Она внезапно осеклась и прикрыла рот ладошкой, с испугом глядя на Алексея:

— Ой, простите, я, кажется, наговорила лишнего.

— Не извиняйтесь, Настя, продолжайте, прошу вас. Я слушаю вас с огромным интересом. Признаюсь, чем дольше я с вами общаюсь, тем больше вы меня поражаете.

— Я понимаю, как нелепо выглядят личные переживания на фоне всеобщего горя, голода, разрухи, смертей, только, как бы не ярилась война, она не может отнять у человека его чувств. Наверное, я много говорю, хочу сказать последнее, — она встала, не в силах унять волнения. — Знаете ли вы, что такое одиночество? Вы пытались заглянуть когда-нибудь в этот черный омут, где нет смеха, дружеского взгляда, искры внимания и участия, где одна только мертвая тишина?

— Настя! Вы так молоды, откуда вам все это знать?! — в изумлении воскликнул Алексей.

— Я часто пытаюсь поставить себя на место другого человека.
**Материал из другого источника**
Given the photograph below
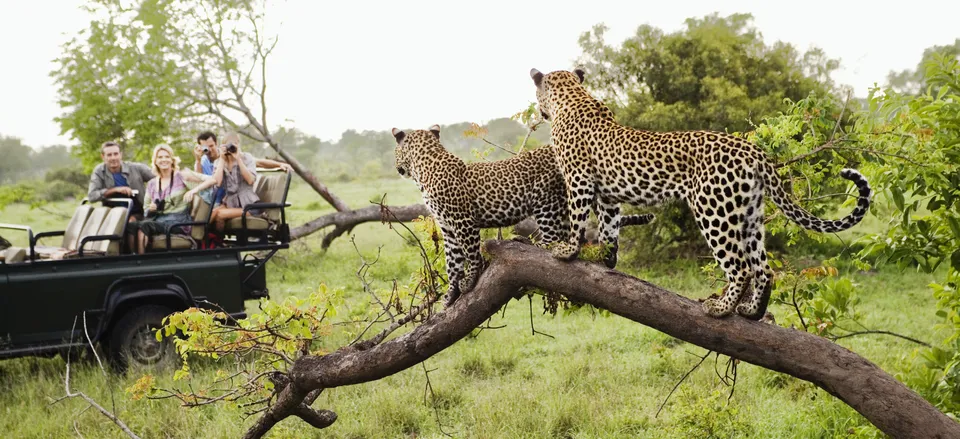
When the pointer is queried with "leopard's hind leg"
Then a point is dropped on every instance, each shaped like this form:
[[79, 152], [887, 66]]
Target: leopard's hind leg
[[721, 222]]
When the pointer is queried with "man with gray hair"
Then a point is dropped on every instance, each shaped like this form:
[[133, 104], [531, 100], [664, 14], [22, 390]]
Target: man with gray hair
[[115, 178]]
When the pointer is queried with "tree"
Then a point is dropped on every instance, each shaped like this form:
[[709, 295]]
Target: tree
[[884, 401], [118, 82], [16, 159], [915, 82], [717, 74]]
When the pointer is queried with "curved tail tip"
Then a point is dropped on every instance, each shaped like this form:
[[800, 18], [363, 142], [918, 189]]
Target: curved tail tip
[[850, 174]]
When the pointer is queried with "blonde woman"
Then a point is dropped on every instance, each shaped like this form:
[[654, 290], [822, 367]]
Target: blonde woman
[[167, 198]]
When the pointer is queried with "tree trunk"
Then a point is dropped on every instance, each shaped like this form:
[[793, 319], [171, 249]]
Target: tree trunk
[[344, 221], [888, 404]]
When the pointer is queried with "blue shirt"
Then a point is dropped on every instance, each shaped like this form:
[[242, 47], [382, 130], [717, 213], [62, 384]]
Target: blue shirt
[[119, 180], [206, 166]]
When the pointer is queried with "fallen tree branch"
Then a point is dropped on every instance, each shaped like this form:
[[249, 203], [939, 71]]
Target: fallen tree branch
[[882, 332], [888, 404], [345, 221]]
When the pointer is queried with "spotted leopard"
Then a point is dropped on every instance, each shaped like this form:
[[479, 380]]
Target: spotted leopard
[[721, 177], [466, 197]]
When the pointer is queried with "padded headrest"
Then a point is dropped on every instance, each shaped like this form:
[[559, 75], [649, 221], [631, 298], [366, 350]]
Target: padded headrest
[[271, 190], [112, 225], [71, 235], [92, 226], [13, 255], [199, 211]]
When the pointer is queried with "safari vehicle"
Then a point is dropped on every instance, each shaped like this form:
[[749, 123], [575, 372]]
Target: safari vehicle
[[52, 299]]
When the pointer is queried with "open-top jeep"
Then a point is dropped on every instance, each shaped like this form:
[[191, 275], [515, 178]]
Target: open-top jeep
[[86, 291]]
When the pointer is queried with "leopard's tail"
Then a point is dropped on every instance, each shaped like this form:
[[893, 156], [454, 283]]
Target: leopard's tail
[[805, 219]]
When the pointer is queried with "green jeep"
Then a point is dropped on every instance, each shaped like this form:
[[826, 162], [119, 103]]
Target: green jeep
[[54, 298]]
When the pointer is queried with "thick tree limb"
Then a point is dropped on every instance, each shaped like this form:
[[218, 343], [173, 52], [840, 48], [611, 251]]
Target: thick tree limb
[[344, 221], [884, 401]]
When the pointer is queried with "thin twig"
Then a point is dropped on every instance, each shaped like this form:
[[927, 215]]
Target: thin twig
[[498, 146], [428, 388], [89, 400], [684, 377], [533, 330]]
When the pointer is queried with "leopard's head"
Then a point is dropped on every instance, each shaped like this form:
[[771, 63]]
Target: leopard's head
[[553, 87], [412, 147]]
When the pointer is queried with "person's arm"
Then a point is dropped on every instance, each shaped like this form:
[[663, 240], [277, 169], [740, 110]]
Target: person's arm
[[198, 159], [273, 164], [146, 173], [96, 191], [150, 194], [249, 175], [218, 171], [205, 182]]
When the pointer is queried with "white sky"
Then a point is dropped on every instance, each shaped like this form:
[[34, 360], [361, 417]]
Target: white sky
[[370, 65]]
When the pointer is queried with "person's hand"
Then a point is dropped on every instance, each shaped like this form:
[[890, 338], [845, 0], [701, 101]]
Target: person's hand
[[123, 190]]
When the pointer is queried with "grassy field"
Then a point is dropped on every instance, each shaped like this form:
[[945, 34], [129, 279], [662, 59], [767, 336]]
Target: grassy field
[[596, 377]]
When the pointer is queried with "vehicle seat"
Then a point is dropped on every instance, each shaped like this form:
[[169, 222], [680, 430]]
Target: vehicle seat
[[200, 212], [271, 187], [90, 228], [13, 255], [71, 235]]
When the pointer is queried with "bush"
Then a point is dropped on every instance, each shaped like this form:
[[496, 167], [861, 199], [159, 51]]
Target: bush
[[73, 175], [59, 190]]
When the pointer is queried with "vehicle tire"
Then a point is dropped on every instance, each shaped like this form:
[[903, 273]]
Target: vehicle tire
[[133, 340]]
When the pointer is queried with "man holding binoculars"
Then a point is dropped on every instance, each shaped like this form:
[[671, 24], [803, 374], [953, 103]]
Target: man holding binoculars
[[207, 152]]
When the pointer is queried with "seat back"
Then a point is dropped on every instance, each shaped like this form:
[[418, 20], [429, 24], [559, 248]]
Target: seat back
[[92, 226], [272, 188], [199, 211], [13, 255], [113, 224], [71, 235]]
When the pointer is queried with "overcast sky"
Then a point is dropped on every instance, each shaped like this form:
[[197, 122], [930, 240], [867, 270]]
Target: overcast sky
[[374, 65]]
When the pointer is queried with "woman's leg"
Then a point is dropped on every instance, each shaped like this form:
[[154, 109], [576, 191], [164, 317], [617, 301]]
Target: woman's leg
[[221, 215], [141, 242]]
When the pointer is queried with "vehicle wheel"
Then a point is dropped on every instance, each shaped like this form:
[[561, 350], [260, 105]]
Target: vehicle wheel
[[133, 340]]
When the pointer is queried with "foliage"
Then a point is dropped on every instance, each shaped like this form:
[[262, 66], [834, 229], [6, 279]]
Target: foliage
[[716, 74], [118, 81], [914, 82], [22, 162], [925, 232]]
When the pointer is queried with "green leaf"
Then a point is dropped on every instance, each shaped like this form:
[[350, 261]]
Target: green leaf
[[897, 197]]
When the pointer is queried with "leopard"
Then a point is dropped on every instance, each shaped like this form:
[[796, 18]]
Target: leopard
[[466, 197], [720, 176]]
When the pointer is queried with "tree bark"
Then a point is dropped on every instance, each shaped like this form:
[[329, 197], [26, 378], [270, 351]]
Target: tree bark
[[888, 404], [344, 221]]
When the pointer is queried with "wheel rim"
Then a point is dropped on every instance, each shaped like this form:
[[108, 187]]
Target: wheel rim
[[144, 347]]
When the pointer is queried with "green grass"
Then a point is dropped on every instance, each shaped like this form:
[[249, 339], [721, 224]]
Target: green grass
[[596, 377]]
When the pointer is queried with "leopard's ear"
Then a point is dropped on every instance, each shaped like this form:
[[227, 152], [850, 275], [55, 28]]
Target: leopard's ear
[[537, 76]]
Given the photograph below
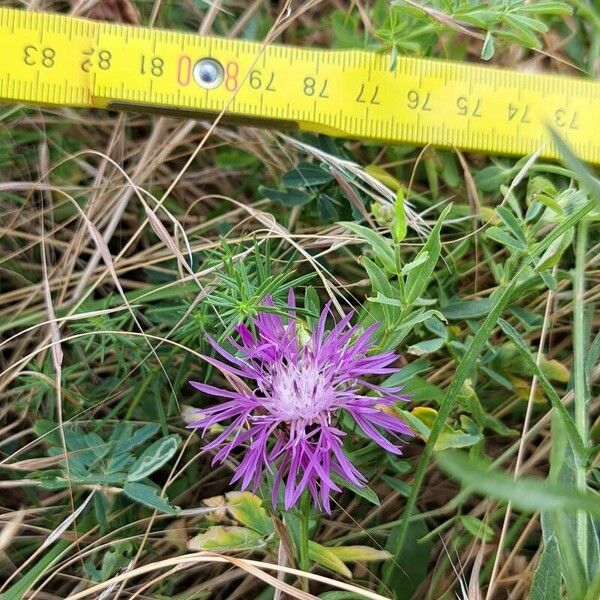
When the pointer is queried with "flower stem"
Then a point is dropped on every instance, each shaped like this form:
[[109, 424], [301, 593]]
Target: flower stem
[[579, 384], [303, 556]]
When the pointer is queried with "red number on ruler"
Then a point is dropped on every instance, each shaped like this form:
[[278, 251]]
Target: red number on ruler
[[184, 69], [231, 72]]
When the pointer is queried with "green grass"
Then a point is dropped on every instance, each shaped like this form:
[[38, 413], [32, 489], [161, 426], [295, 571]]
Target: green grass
[[492, 306]]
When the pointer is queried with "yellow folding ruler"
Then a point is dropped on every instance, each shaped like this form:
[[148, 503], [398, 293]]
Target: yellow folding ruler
[[51, 59]]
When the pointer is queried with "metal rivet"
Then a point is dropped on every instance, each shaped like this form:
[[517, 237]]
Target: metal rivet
[[208, 73]]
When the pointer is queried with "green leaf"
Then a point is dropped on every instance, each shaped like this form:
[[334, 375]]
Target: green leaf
[[399, 229], [326, 558], [381, 246], [426, 346], [232, 538], [359, 553], [413, 264], [154, 457], [553, 254], [499, 235], [581, 172], [458, 309], [124, 441], [286, 197], [418, 278], [546, 579], [555, 401], [405, 573], [512, 223], [526, 493], [247, 509], [306, 175], [449, 437], [489, 48], [379, 280], [147, 495]]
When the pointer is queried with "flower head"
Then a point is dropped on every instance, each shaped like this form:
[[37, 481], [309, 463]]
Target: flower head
[[288, 399]]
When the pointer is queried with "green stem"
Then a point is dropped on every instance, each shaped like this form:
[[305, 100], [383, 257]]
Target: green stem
[[303, 555], [464, 368], [503, 295], [579, 380]]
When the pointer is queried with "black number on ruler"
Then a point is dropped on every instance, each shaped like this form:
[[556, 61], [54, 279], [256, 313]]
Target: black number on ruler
[[465, 107], [518, 113], [156, 66], [363, 99], [310, 87], [414, 101], [257, 83], [45, 56], [564, 118], [104, 58], [86, 65]]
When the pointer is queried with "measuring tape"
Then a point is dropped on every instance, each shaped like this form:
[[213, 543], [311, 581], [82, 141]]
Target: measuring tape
[[57, 60]]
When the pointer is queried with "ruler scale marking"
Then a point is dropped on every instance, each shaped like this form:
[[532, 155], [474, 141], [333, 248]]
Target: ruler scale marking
[[60, 60]]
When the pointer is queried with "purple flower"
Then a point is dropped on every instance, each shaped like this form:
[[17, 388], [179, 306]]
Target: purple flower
[[287, 401]]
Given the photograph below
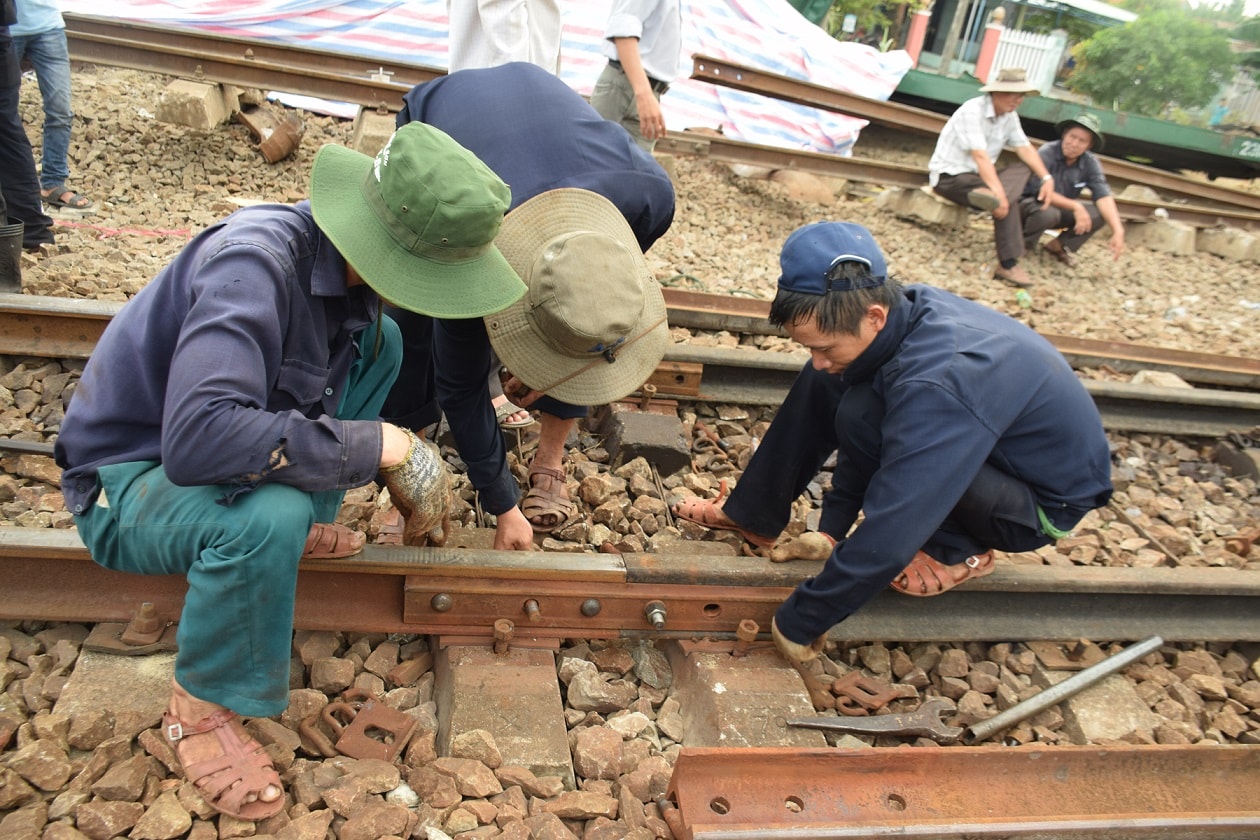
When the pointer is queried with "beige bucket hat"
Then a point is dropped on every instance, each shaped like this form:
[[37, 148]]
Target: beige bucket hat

Я хочу представить, что чувствует одинокий человек, и тогда словно вхожу в зияющий подземный ход, где с каждым шагом меркнет свет, становится все темнее и темнее, гаснут постепенно звуки и холодом веет в лицо, и вот уже совсем ничего не видно и не слышно, лишь доносятся из кромешной тьмы вздохи метущейся, изнемогшей души. И так мне становится тяжело, так страшно, что нет сил дойти до конца.

Она умолкла, грудь ее часто вздымалась, глаза были широко раскрыты и полны неподдельной муки.

Алексей поспешно подошел к ней и обнял:

— Настенька, успокойтесь. Это все война проклятая! У вас нервы ни к черту, да еще богатое воображение. Этак можно себя до смерти запугать. Не думайте больше об этом человеке. Наверное, вы правы, я действительно виноват, но поймите, из-за него пострадали мои друзья, а этого я ему никогда не прощу.

Она подняла к нему тихое и ясное лицо:

— Но, может быть, вы спасете других, если протянете ему руку?

Алексей смотрел на нее с улыбкой:

— Знаете, о чем я больше всего жалею? О том, что у меня нет черных очей, смоляных бровей, южного темперамента, словом, о том, что я не Вазген.

И все же я счастлив оттого, что у моего друга такая жена. Хоть в чем-то я могу быть за него спокоен.

Он поцеловал Настю в щеку и отправился навстречу волнам и ветру.

На пирсе он увидел высокую фигуру Смурова. Он стоял к Алексею спиной совершенно неподвижно и смотрел на воду.

— Смуров! — крикнул Алексей. Тот вздрогнул и резко обернулся. — Ты хотел идти со мной в плавание?

Смуров не отвечал и смотрел на него с угрюмой настороженностью, видимо, опасаясь очередной насмешки.

— Тогда готовься. В 20.00 отчаливаем из Новой Ладоги. Продумай, как одеться — погода портится, ветер крепчает.

Не дожидаясь ответной реакции Смурова, Алексей повернулся и пошел к своему катеру, слегка раскачиваясь на ходу, как ходят обычно моряки, а Смуров стоял и смотрел ему в спину, затем торопливым шагом направился к маяку.